My first inkling of the “kids are resilient” myth came from my own mother, when I was 23 years old. I was travelling in Asia and took a phone call about my half brother who had been sectioned. He was a classic case of a drug addict who started young. Smoked his first spliff at eleven. Was taking class A’s by fifteen. A laundry list of mental health problems followed and he was sectioned at twenty.
“I never realised all that stuff affected you kids so much.”
By “that stuff” she was, of course, referring to our childhood. Unstable at best and abusive at worst.
Where did we get the idea that kids are resilient when adults are so fragile?
I can only hope the average child doesn’t have to emerge into adulthood the way I did. Fifteen, education-less, homeless, penniless and broken. Yet somehow, my mother always thought I was so resilient that it would see me through life. Watching how not resilient my own children often are, this astounds me even more than it did when I was a teenager. Getting black out drunk several times a week and willing to sleep in strangers’ beds for comfort.
There is no doubt in my mind that the mental health problems I experienced in my teens and twenties were directly attributed towards my childhood. It’s only been since total mental breakdown and rock bottom – at the end of 2006 – that I’ve been on the path of self awareness and truth seeking. The notion that kids are resilient and able to deal with all this crap us adults are largely incapable of, is truly dumbfounding.
We need to empower parents, to make better decisions, instead of encouraging them to tell themselves that kids are resilient
Absolutely everything in life happens to teach us something and parenting is no exception. We can either embrace the opportunity learn and grow as people, or we can double down on our beliefs. Do things the way our folks did because “it didn’t do me any harm” and essentially repeat toxic behaviour cycles or create new ones. Us owners of small people already know how easy it is to get into bad habits, but how it’s not so easy to break them. Personally, I know this all too well. In the midst of having three kids in four years (with then undiagnosed autism thrown into the mix) things had got pretty desperate for my little family.
A huge turning point for us was hubby and I both reading the book 10 Days to a Less Defiant Child over the Christmas holidays in 2014. We went into 2015 having properly taken stock of our own behaviour and knowing how much it trickles down onto the kids. That’s not to say we never lose our shit; never shout and everything is sunshine and rainbows. I’m not claiming that we are saints, nor do I aspire to be one. Almost five years later, I am still not (and never will be!) the perfect mum or have all the answers. However, I am fully willing to own my part if something crappy is breaking out inside my four walls. Believe me when I say this, it’s the best place any of us can start.
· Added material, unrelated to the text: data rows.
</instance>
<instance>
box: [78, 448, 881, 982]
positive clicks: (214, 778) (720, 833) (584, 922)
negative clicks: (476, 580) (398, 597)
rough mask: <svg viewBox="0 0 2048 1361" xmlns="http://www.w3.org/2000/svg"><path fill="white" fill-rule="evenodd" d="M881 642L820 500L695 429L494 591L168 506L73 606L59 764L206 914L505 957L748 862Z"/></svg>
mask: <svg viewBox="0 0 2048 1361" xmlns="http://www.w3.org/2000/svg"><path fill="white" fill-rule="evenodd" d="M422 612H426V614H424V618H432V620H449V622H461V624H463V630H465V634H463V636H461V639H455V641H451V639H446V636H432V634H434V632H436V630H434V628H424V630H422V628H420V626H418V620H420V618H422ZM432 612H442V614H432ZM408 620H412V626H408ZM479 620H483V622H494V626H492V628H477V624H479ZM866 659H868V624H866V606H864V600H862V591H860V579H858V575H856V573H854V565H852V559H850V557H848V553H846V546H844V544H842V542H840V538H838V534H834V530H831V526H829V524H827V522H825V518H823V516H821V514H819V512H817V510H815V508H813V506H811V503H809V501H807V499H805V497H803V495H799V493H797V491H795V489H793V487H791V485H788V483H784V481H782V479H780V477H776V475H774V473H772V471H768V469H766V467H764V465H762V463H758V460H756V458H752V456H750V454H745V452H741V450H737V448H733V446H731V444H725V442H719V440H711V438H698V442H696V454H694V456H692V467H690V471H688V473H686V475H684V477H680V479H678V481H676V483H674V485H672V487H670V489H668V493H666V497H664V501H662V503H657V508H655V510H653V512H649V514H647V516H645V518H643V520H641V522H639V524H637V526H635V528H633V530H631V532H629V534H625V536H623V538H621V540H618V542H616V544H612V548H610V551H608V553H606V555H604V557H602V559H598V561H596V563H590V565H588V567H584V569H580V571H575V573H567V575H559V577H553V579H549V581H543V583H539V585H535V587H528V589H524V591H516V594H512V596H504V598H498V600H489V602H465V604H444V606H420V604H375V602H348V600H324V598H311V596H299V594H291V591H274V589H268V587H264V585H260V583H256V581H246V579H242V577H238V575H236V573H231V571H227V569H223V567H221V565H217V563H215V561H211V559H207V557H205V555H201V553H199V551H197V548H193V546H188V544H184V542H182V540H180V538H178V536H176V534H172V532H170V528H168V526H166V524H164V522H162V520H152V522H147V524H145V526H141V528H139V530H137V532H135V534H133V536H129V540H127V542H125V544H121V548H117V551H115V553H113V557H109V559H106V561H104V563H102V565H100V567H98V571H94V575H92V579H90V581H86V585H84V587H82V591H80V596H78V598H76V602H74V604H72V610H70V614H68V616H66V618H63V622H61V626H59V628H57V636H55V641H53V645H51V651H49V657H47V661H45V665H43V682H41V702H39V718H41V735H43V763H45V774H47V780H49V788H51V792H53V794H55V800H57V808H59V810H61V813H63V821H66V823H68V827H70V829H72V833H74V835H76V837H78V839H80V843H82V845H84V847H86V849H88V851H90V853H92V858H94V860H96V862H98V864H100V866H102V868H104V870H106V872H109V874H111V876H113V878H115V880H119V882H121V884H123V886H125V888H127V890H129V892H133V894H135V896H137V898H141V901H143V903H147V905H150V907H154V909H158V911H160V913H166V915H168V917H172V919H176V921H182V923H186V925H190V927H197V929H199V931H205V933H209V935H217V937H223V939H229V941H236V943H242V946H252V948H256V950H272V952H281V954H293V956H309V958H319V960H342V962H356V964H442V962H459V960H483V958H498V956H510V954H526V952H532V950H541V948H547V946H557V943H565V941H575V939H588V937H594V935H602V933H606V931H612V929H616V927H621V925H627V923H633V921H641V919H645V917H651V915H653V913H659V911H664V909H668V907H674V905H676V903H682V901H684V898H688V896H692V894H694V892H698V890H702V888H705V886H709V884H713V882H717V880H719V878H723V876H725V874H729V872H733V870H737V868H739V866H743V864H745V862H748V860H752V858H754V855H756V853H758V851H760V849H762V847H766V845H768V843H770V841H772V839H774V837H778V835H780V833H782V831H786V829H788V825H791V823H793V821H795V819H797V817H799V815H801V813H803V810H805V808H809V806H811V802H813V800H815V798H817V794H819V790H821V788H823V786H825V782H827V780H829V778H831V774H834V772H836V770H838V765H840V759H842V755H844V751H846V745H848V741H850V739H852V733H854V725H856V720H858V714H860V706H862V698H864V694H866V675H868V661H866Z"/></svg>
Some game changers that have happened for me in 2019
First and foremost, I’ve finally given up drinking after struggling with the bottle for decades. My decision to get sober in May came after trying (and failing miserably) at moderation on and off since 2006. Not everyone has a story like mine when it comes to the booze, but if you do, I cannot urge you enough to address it. We can convince ourselves that it’s not a problem for us or our kids, but deep down we know this it utter BS.
Getting to grips with how drastic the climate crisis is, and getting behind Extinction Rebellion has also been significant. Popular clinical psychologist Jordan Peterson talks about how life should have a deeper meaning than just running on a hamster wheel. I can’t see a better cause to get behind than one which revolves around saving society from complete climate collapse.
Discovering Brené Brown and understanding shame in a way I have never before. I have three kids whom I home educate and my eldest daughter (Polly, 10) is autistic. I have always tried what I considered to be my best at the time – but I am capable of so much more. 2019 has seen me take back control in a way I had convinced myself wasn’t possible. Unrealistic expectations have a lot to answer for. In our celeb-obsessed era of social media, us parents have to wise up to it and tune out. Someone else’s highlight reel will never help us feel good about ourselves.
Rather than put wine o’clock and working all the hours on a pedestal, it’s high time parents were encouraged to ditch the things that are causing their families harm. “Kids are resilient” is a cop out. As a collective, we need to help each other stop the pointless spending; numbing; blame/shame/anger cycles. We have to start truly getting to grips with who our children are and what they need from us. And then, I have no doubt, will we see mass change for the better in all areas of society.